In einiger Entfernung rechts vom Kiosk befindet sich die Bauhütte mit den Wohnungen verschiedener Beamter und deren Familien, des Maschinenmeisters, der beiden Gendarmen, des Grottenwärters und einiger Anderer. Weiter oben in der Nähe der Bergwände liegen ein Gebäude für die ständigen Arbeiter und das Maschinenhaus mit Gasanstalt und den Apparaten zur Erzeugung von elektrischem Lichte. Das Maschinenhaus und seine Arbeiter stehen hauptsächlich im Dienste des Interessantesten, was der Linderhof birgt, im Dienste des Geheimnisses vom Linderhofe: der Grotte.

Du stehst vor einem unscheinbaren, rasenbedeckten Hügel, dessen eine Seite graues Felsgestein bildet.
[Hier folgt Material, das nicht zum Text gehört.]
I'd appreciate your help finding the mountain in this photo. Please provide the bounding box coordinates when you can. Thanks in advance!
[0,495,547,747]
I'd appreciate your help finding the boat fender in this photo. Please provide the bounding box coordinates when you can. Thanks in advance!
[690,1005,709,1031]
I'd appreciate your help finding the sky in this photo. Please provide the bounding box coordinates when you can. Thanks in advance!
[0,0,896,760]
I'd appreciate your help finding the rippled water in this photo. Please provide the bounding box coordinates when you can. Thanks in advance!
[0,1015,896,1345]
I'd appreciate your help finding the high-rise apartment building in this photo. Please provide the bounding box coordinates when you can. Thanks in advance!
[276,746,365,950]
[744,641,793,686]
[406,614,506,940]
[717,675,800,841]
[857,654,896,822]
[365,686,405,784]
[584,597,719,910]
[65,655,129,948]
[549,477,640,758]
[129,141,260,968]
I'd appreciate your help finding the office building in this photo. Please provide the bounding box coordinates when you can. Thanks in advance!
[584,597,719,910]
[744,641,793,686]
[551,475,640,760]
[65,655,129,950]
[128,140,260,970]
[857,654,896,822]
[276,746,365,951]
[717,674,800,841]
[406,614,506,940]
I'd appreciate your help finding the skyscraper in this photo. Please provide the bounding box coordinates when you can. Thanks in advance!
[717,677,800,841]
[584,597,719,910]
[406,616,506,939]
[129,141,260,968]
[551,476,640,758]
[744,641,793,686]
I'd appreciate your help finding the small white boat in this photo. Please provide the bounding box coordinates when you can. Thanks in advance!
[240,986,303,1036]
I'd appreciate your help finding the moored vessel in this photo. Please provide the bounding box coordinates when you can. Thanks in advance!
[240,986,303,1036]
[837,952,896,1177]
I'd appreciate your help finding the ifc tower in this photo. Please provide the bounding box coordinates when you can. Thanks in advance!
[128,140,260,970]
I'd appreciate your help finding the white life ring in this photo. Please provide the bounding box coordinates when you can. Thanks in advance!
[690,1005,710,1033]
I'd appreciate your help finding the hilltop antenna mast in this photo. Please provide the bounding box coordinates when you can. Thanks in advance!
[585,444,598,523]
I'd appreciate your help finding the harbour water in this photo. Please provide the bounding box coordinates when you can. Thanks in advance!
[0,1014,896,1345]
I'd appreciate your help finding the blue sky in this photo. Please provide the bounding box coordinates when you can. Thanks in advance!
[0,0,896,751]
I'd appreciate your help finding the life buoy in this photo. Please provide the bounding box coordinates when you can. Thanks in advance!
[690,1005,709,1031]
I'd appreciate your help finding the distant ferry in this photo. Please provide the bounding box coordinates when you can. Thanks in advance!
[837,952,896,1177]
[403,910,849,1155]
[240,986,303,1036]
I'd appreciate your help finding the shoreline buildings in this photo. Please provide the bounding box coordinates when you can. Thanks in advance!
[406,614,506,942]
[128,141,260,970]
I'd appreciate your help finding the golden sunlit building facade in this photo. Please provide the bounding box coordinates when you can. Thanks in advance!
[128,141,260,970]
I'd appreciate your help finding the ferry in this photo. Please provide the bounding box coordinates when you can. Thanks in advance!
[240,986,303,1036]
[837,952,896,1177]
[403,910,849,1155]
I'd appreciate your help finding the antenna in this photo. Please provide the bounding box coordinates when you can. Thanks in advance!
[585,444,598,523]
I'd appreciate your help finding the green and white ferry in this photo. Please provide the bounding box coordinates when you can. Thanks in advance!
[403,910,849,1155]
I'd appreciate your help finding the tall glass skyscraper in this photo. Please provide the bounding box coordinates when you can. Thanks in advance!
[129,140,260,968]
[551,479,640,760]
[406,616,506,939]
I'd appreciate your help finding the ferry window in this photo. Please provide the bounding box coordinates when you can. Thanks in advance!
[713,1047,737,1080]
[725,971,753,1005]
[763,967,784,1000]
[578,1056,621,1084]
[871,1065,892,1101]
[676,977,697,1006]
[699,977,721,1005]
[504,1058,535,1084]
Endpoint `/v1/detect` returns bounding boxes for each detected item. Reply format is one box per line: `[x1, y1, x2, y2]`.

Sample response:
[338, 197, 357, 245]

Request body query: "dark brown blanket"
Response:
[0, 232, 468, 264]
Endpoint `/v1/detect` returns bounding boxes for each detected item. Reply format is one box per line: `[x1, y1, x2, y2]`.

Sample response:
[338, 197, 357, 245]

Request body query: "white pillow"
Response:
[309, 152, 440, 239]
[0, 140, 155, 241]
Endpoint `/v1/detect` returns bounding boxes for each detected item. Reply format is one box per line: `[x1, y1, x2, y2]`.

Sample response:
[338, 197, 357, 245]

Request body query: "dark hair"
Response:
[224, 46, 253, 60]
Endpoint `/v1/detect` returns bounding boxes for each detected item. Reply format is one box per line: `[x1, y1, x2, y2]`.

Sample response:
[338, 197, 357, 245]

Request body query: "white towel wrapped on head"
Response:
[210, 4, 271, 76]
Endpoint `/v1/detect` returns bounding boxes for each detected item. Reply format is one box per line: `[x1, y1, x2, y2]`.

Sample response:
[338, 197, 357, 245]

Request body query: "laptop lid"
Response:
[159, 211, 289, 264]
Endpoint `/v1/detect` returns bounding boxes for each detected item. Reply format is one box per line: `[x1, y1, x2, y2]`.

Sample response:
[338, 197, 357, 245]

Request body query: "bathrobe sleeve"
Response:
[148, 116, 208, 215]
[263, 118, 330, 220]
Nichts Außergewöhnliches läßt dich vermuthen, daß hier ein lichtschimmerndes, glanzsprühendes Wunder in die Erde gezaubert worden ist, daß hier die köstlichsten glanzdurchglühten Märchen volle, blendend-schöne, sinnbetäubende Verwirklichung gefunden haben.

In verzauberten Schlössern, in weltverlorenen alten Burgen berührt der Märchenprinz mit seinem Talisman den Felsen. Und sieh! von geheimnißvollen, wunderbaren Kräften bewegt, öffnet sich derselbe und, staunender Bewunderung voll, schaut sein Auge, erschreckt und verzückt zugleich, hinein in diese ungeahnte Welt voll Pracht und Glanz. So auch hier. In einer Nische des Felsens verborgen ruht ein Schlüssel. Und kaum berührt dieser das Gestein, so dreht sich ein gewaltiger Theil der Felswand geräuschlos und mit Leichtigkeit in verborgenen Angeln. Du trittst ein. Ein paar Schritte legst du zurück in einem hohen Gange zwischen den Felsen und – stehst geblendet, verwirrt. Eine hohe, weite Tropfsteinhöhle mit mannigfachen Nebenhöhlen, mit heimlichen Nischen und verborgenen Schlupfwinkeln ist es, vor welcher du stehst. Aus allen Winkeln, aus allen Ecken, aus allen Nischen und Spalten des Gesteins, aus zahlreichen mit farbigen Gläsern überdeckten Vertiefungen zur Rechten, zur Linken, über, unter, neben dir leuchtet, flackert, flammt, glüht, sprüht ein Meer von Lichtfluthen bald gelben, bald grünen, bald violetten, bald rosarothen, bald rothen, bald blauen Scheines in überraschendem, plötzlichem Wechsel durch den wunderbaren Raum, alle Theile desselben mit einer unsäglichen Fülle von Licht und Glanz übergießend. Hold und lieblich wölbt ein Regenbogen sein mildes Licht über all’ diese flammende Schönheit.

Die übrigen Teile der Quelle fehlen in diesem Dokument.